El signo de algunas muertes no puede llamar a sosiego, más aún cuando la propia geografía es telón de fondo de esas pérdidas. Adriana y su nieto Tomás, el pequeño de 4 años hijo de Flavia y de un hermano de Andrea, no volvieron a pegar un ojo en las noches de Máximo Paz. “Vivíamos llorando, el nene me pedía que le dijera a Dios que bajara del cielo a su mamá. Era una situación insoportable”, cuenta la mujer que mañanas y tardes pasaba frente a esas cruces identificadas con los nombres sobre un empaste de azul y amarillo, “porque las chicas eran fanáticas de Boca y la gente les armó una especie de altar. Pero nosotros no podíamos seguir viendo eso, nos rompía el alma”.

¿Después de todo lo ocurrido también debió abandonar su casa?

—Sí. Fueron diecisiete años en un hogar que amaba y de golpe me sentí expulsada por el dolor insoportable de esos asesinatos y por la presencia de sus autores, porque los hombres detenidos son del barrio. Todavía me parece increíble que siendo víctimas hayamos tenido que cerrar nuestra casa y comenzar una vida nueva, como si estuviéramos escapando de algo o alguien, cuando antes tuvimos que soportar las sospechas de los demás y el silencio de muchos vecinos que no pueden o no quieren hablar sobre esa noche.

Adriana mudó a la familia a un departamento en Capital. El cambio, dice, “le vino bien al nene”, que ahora va a un jardín de infantes donde le enseñaron la canción de un cocodrilo que él aprovecha a entonar con énfasis los días nublados, para exorcizar la tristeza. “Porque cree que cuando llueve su madre y su tía se mojan en el cielo.

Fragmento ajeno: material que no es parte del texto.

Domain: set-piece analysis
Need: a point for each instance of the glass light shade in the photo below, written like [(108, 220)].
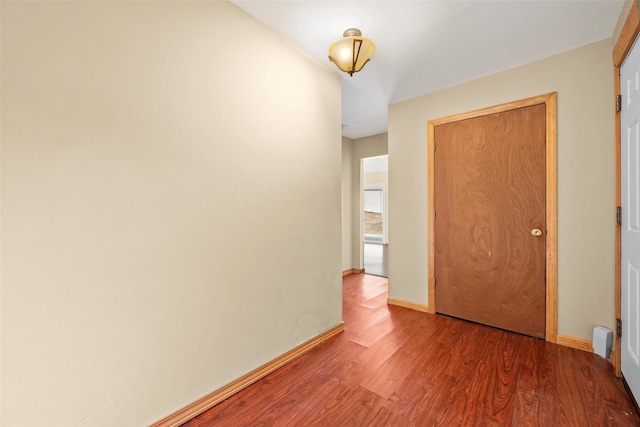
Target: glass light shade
[(351, 53)]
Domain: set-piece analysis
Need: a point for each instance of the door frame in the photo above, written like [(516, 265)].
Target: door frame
[(551, 259), (621, 49)]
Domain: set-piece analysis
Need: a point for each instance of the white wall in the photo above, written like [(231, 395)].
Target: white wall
[(583, 79), (347, 239), (370, 146), (170, 206), (383, 179)]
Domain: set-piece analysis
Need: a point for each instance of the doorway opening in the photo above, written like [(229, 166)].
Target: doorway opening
[(374, 215)]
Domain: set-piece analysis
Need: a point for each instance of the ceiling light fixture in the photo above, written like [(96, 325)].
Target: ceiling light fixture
[(351, 53)]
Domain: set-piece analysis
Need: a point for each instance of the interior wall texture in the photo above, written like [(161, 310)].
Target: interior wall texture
[(583, 80), (370, 146), (171, 177), (347, 240)]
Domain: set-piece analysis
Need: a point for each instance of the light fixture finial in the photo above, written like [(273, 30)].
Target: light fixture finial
[(351, 53)]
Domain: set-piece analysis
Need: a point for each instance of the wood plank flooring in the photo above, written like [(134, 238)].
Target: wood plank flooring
[(398, 367)]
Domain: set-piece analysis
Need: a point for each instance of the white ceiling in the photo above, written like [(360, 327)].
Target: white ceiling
[(424, 46)]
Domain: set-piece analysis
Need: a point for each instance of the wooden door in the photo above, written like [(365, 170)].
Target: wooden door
[(630, 227), (489, 195)]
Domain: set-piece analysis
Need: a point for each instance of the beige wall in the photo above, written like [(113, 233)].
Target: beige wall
[(156, 203), (621, 19), (370, 146), (347, 238), (583, 79)]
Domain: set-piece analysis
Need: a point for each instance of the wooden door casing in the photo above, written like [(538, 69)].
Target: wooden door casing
[(548, 222)]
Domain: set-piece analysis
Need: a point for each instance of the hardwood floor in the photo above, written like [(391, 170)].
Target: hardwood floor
[(398, 367)]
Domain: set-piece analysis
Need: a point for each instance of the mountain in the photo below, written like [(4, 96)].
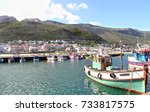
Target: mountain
[(114, 35), (35, 29)]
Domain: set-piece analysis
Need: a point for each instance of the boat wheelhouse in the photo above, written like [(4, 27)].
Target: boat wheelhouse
[(104, 73), (139, 58)]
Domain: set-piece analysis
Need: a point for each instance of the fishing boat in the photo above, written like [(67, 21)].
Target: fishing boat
[(102, 71), (52, 58), (11, 59), (35, 58), (22, 59), (139, 58), (1, 60)]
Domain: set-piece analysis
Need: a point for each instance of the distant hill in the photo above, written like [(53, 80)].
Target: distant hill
[(35, 29)]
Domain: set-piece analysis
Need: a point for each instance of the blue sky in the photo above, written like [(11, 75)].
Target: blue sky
[(108, 13)]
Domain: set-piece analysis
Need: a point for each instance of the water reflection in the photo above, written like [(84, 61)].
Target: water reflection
[(98, 89)]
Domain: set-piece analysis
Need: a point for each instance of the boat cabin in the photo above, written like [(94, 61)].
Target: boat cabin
[(101, 62), (142, 55)]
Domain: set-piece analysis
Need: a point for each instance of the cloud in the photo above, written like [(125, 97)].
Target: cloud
[(95, 23), (77, 7), (22, 9), (42, 9), (57, 11)]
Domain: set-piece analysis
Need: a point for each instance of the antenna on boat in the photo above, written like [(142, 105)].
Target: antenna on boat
[(121, 55), (144, 35)]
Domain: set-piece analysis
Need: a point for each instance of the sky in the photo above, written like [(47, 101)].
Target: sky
[(108, 13)]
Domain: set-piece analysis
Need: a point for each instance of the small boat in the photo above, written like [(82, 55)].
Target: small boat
[(61, 58), (35, 58), (1, 60), (139, 58), (102, 71), (11, 59), (52, 58), (22, 60)]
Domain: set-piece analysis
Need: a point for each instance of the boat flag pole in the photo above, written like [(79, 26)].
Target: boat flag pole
[(121, 55)]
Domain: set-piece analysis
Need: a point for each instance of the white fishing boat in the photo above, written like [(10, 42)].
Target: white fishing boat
[(103, 72)]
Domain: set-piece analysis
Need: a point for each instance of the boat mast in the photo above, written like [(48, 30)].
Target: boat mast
[(121, 55)]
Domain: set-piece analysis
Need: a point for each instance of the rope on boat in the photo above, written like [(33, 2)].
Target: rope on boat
[(139, 75)]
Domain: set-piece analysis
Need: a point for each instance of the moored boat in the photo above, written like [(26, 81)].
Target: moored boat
[(22, 59), (139, 58), (52, 58), (104, 73), (35, 58), (1, 60)]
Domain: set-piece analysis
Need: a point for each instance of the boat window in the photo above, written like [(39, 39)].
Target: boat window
[(126, 74)]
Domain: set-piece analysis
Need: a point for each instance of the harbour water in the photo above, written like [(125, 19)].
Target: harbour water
[(57, 78)]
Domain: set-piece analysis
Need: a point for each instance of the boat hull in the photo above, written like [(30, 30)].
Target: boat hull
[(134, 63), (137, 85)]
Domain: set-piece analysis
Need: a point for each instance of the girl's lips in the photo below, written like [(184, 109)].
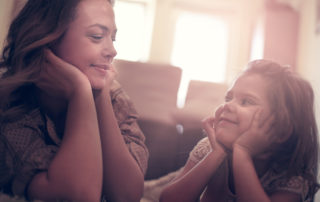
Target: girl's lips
[(101, 66), (226, 121)]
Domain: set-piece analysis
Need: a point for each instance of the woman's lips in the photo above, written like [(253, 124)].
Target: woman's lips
[(100, 68)]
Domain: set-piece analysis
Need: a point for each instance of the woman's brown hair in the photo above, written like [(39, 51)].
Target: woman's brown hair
[(292, 101), (39, 25)]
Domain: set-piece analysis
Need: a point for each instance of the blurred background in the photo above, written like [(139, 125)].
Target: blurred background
[(212, 40)]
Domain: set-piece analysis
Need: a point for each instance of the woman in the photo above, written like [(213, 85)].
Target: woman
[(68, 131)]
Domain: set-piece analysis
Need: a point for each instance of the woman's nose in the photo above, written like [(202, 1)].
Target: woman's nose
[(109, 50), (228, 106)]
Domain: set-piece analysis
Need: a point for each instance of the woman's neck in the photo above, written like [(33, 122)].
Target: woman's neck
[(54, 106)]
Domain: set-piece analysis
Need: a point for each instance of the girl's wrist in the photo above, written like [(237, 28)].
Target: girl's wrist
[(237, 148)]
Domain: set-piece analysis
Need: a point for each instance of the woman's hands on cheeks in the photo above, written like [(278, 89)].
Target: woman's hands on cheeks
[(256, 141), (60, 78), (208, 125)]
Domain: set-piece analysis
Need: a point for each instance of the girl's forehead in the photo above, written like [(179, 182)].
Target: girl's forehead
[(251, 83)]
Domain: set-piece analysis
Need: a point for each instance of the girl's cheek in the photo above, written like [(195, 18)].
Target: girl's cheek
[(218, 111)]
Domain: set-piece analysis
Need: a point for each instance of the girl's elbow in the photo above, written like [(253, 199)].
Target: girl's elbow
[(86, 193)]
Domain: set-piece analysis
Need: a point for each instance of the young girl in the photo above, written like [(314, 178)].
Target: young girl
[(68, 131), (262, 143)]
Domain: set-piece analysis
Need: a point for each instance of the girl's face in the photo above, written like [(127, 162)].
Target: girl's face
[(88, 43), (243, 99)]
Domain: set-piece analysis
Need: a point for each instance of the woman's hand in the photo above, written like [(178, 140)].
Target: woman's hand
[(59, 77), (208, 126), (259, 137)]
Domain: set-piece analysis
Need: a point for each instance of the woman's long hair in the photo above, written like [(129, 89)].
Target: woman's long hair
[(40, 24), (292, 101)]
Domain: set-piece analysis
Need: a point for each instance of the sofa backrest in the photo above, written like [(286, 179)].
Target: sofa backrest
[(152, 87)]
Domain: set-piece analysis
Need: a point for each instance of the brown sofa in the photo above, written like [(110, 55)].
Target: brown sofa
[(170, 132)]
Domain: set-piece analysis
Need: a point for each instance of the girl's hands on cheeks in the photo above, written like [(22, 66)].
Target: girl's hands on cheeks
[(208, 125), (259, 136), (61, 78)]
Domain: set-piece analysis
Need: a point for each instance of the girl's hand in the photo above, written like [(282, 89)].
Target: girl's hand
[(259, 137), (208, 126), (111, 74), (60, 78)]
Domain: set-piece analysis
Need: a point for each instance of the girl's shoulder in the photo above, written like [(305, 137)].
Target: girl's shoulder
[(202, 148), (274, 181)]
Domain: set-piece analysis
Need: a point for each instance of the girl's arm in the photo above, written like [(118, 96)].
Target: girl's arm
[(255, 142), (189, 185), (123, 179), (194, 178), (75, 173)]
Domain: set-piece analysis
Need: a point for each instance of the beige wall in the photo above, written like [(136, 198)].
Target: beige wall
[(241, 13)]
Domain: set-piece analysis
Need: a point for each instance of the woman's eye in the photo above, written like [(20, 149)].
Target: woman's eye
[(227, 98), (96, 37), (246, 101)]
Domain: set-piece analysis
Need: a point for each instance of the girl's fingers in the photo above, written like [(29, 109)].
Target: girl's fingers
[(207, 125)]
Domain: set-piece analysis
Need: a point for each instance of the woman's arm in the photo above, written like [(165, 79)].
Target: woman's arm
[(194, 178), (75, 173)]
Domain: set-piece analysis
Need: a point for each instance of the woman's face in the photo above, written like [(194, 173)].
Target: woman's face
[(243, 99), (88, 42)]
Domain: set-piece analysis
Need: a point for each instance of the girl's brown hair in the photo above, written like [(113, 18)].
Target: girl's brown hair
[(39, 25), (292, 101)]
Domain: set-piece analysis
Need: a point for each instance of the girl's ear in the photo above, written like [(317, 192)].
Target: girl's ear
[(285, 135)]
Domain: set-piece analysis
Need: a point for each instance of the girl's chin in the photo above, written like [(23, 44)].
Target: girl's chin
[(97, 85)]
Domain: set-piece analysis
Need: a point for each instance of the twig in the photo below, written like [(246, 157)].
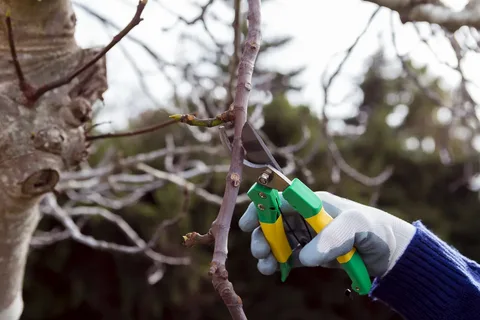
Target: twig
[(221, 225), (332, 146), (194, 238), (236, 52), (190, 119), (33, 94), (140, 246), (132, 133), (181, 182), (24, 85)]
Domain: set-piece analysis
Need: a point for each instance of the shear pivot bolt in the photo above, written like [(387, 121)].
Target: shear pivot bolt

Pero me gustaría que con el tiempo salga de esos bajones y empiece a entender otras cosas, como la necesidad de una justicia que repare lo que les sucedió a su mamá y su tía.”

Verónica Borella, la madre de Flavia, dijo que no va a parar hasta descubrir los motivos que terminaron con la vida de las chicas.

—Es que esa incertidumbre nos carcome; nunca vamos a entender qué pasó, eran dos chicas buenas. A veces pienso que estuvieron en el momento equivocado, en el lugar equivocado, pero que a sus asesinos no se les escapó de las manos la situación. Y creo que hay gente que no se anima a denunciar.

También se supo que hay gente que está amenazando, al parecer la madre de un prófugo, de apellido Marchessi, que organiza “contramarchas” en el vecindario, para denunciar que los implicados son “perejiles” de una causa salpicada de agujeros negros y algunos sujetos rodeados de impunidad. Días atrás, la mujer, que estaría vinculada con el negocio de drogas y juego clandestino, se le cruzó en el mercado del barrio a una vecina que participa de las marchas por justicia para Andrea y Flavia. “Si seguís metiendo las narices donde no debés, vas a terminar como las dos pendejas de mierda.” La advertencia corrió por el barrio como reguero; aún nadie se atrevió a enfrentarla. No vaya a ser que otras hijas u otras nietas sigan marcando el territorio con cruces de colores.